Catching a Moment - The Dogs in the Darkness
HAITI | Tuesday, 19 February 2013 | Views [172] | Scholarship Entry
There was the pair of dogs fighting somewhere in the darkness of the jungle behind the compound, but that’s not why I couldn’t sleep. My watch said 2:00 a.m., which made it 3:00 a.m. where I was in Saint-Louis-du-Nord, a village on Haiti’s northern coast; a two-hour drive west of Port-de-Paix where we had to catch a plane scheduled for departure back to Miami via Port-au-Prince later that morning.
And though it wasn’t the dogs keeping me up, their growls and moans affixed my imagination, playing in my mind like an old Italian horror flick. I’d already rolled up my sleeping bag and packed my gear and I had no idea how the rest of my six-member team was asleep, snoring.

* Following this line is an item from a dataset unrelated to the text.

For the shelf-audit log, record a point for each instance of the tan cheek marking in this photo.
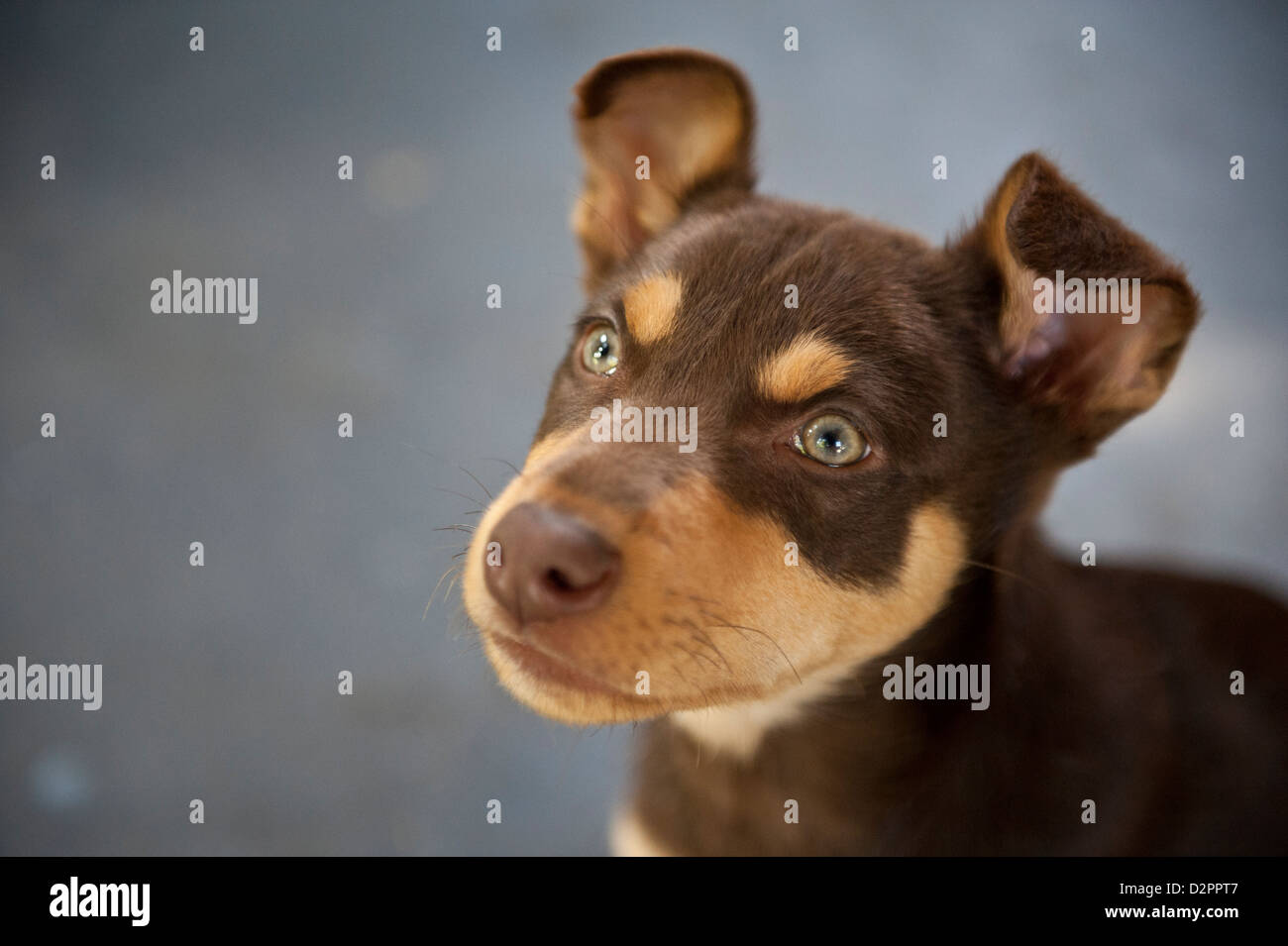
(732, 576)
(651, 306)
(807, 366)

We had spent the entire day fixing potholes on the coastal road and the work was difficult.
We slept under a tin roof atop a three-story mission. The ocean shore was across the road and through a thin screen of Grugru palms, and the sounds of the tide had lulled me to sleep for the past two weeks. But it was our last night and I was restless—as were du-Nord’s dogs, apparently.
I laid down on the concrete rooftop deck and looked up at the stars. There is almost no light-pollution there and most nights you can make out the Milky Way. I realized that my entire time there, I hadn’t looked above the tree line.
“Your sky looks like this?” A voice said. It was Maxime, his pidgin accent. He was a regular at the mission and had joined us in our work, largely to share in our meals. Food was scarce, otherwise. Like many Haitians, his teeth were bright from chewing sugar cane. There on the deck in the starlight he had a Cheshire smile. Others called him yon olye etranj, rather strange, and I was not surprised to see him at that hour.
“I have never seen a sky like this,” I said.
“It is dark in Chicago?” He asked.
“Yes, but a different kind of dark,” I said.
He laughed. “There are many kinds of dark,” he said.
We paused. I noticed that the dogs had gone silent. A rooster crowed somewhere in the village. “What do you think the dogs were fighting about?”
“There are many kinds of dark,” he said again, only he was not laughing.
We were there under the stars in silence for I don’t know how long before the others on the team began to stir. It was not until sunlight breached the horizon that I noticed Maxime had gone.
Later, on the road at the edge of the village on the way to the airport, I saw a pair of dogs playing tug-of-war with a piece of flotsam.